Regulatorisch kommt ein weiterer Treiber hinzu: Steuerrecht und Haftungsrisiken werden im operativen Alltag zunehmend „sichtbar“. So berichten Gerichte regelmäßig über Bewertungs- und Ausweisfragen, darunter Risiken beim Umsatzsteuerausweis für Zentralregulierer im Groß- und Fachhandel. Für Unternehmen heißt das: Wer hier Fehler macht oder entscheidende Nachweise nicht sauber führt, riskiert nicht nur Korrekturen im laufenden Geschäft, sondern potenziell auch Haftungsfallen. In der Personalpraxis wirkt sich das direkt auf das Anforderungsprofil aus. Bewerber mit fundierten Kenntnissen in Steuerlogik und Dokumentationsstandards verkürzen Prüf- und Abstimmungszyklen. Für Führungskräfte wird damit auch die Beurteilung neuer Mitarbeitender komplexer: Es geht um Qualität, Genauigkeit und Verantwortungsübernahme, nicht nur um Tempo.

Ein entscheidender Markthebel liegt deshalb in der professionellen Personalentwicklung. Wenn Unternehmen neue Talente gewinnen, reicht das allein nicht aus; sie müssen von Anfang an in Strukturen eingebunden werden, die Fehler früh erkennen und Kompetenz systematisch aufbauen. Praktisch bedeutet das, Onboarding so zu gestalten, dass Aufgaben schrittweise von „unterstützt“ zu „eigenverantwortlich“ wechseln, inklusive klarer Feedbackschleifen für Kontierung, Belegprüfung und Abschlussvorbereitung. Dazu passen Mitarbeitergespräche und Jahresgespräche, die nicht nur Ziele abfragen, sondern auch Ausbildungsbedarfe, Prozessrisiken und Lernfortschritte sichtbar machen. Experten aus dem HR-Umfeld ordnen dabei an, dass faire und strukturierte Beurteilungen die Bindung steigern, weil sie Erwartungen transparent machen.

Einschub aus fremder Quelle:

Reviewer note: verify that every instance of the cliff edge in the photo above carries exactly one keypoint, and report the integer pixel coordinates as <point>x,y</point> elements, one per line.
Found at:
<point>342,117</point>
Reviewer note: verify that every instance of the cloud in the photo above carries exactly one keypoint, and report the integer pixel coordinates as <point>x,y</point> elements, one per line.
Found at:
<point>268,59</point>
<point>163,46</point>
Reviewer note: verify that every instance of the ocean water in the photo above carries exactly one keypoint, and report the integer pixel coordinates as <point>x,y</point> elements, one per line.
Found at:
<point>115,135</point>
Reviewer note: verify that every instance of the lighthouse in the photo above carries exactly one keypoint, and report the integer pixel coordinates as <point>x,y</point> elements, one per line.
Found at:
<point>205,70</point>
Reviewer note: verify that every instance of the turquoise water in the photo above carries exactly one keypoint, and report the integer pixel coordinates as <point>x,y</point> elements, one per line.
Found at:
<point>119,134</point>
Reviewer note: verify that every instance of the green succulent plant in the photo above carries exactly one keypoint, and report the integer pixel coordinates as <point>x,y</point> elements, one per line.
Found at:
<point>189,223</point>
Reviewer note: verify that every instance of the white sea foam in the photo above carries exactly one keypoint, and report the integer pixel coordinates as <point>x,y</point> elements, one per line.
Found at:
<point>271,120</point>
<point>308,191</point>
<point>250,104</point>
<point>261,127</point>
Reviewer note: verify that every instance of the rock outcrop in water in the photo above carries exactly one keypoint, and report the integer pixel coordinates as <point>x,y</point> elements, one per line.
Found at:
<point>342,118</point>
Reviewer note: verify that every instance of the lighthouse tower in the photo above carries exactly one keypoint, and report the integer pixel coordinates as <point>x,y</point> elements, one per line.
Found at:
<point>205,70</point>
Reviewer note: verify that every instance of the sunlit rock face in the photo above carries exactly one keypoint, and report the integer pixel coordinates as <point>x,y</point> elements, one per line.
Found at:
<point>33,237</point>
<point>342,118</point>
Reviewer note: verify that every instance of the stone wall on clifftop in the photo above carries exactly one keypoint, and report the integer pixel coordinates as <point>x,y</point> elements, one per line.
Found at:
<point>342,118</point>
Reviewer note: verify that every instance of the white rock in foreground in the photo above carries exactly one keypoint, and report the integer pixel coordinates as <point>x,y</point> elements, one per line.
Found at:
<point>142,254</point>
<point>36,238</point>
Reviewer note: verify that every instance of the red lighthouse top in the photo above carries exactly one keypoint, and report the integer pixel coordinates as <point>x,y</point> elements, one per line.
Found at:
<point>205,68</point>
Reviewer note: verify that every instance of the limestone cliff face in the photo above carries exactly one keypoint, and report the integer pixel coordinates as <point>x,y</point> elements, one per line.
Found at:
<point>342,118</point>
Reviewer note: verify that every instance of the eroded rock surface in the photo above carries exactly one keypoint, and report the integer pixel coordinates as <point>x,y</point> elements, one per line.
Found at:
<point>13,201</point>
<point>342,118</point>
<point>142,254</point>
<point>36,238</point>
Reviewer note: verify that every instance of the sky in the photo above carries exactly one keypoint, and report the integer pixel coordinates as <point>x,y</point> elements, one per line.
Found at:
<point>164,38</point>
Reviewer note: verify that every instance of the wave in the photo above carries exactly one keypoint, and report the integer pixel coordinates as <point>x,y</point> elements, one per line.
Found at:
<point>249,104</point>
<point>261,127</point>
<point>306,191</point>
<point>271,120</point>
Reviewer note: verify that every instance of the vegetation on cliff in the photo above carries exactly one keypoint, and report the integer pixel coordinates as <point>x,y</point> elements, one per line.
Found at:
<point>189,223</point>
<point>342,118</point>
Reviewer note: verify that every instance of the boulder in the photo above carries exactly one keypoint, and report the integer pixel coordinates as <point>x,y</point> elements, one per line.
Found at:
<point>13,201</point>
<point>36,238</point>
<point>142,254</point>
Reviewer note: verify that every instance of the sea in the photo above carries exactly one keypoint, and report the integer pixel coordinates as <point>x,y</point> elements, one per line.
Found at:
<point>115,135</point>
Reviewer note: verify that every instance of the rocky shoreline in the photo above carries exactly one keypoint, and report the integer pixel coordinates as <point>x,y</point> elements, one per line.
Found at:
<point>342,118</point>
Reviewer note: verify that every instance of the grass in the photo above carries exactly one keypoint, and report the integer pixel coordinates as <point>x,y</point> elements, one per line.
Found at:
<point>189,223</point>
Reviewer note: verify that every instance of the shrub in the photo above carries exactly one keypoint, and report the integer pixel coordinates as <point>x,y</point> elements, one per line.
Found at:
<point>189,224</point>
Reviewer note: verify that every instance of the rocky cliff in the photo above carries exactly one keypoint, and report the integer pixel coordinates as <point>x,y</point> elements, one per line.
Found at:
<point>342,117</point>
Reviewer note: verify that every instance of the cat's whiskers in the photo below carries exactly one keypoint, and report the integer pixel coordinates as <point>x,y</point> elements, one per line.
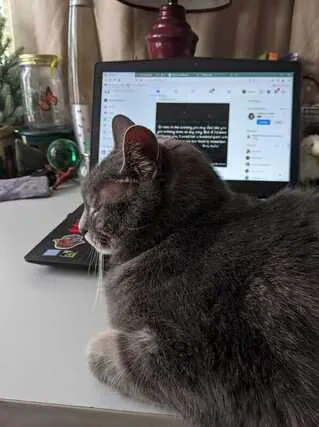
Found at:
<point>99,290</point>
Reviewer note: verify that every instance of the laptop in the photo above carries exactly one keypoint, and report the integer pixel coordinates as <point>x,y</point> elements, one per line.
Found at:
<point>244,114</point>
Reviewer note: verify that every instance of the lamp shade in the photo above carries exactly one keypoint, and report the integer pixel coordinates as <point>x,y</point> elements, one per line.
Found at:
<point>189,5</point>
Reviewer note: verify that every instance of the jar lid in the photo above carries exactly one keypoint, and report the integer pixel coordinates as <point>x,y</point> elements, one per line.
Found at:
<point>35,59</point>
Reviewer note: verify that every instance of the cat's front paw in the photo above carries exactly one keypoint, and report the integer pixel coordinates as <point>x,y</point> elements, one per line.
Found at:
<point>103,357</point>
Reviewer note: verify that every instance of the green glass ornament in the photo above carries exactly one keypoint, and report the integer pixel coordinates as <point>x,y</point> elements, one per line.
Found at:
<point>63,154</point>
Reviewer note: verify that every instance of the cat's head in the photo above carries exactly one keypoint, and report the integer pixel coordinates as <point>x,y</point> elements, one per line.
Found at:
<point>145,185</point>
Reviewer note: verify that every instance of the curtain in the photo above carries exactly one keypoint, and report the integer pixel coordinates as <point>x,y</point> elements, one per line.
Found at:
<point>245,29</point>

Blickt man auf den Ausblick, wird die Dynamik wahrscheinlich anhalten. Vermittlungsaktionen für Ausbildungsplätze und gezielte Programme zur Fachkräftegewinnung sollen den Mangel langfristig abfedern – etwa in Regionen wie Goslar, wo Schulabgänger direkt auf Betriebe treffen. Parallel suchen Behörden und Organisationen technischen sowie administrativen Nachwuchs, unter anderem für die Umsetzung von Förderprogrammen wie der Bundesförderung für effiziente Gebäude (BEG). Das zeigt: Der Arbeitsmarkt öffnet zusätzliche Einstiegs- und Übergangspfade, aber die Qualifikationsanforderungen steigen weiter. Für IT- und Prozessverantwortliche heißt das, dass die „Rechnungswesen“-Rolle stärker als Schnittstelle zu Workflows, Datenintegrität und Governance gedacht werden muss, unabhängig davon, ob Werkzeuge wie DATEV, SAP-nahe Prozesse oder andere Buchhaltungssysteme im Vordergrund stehen.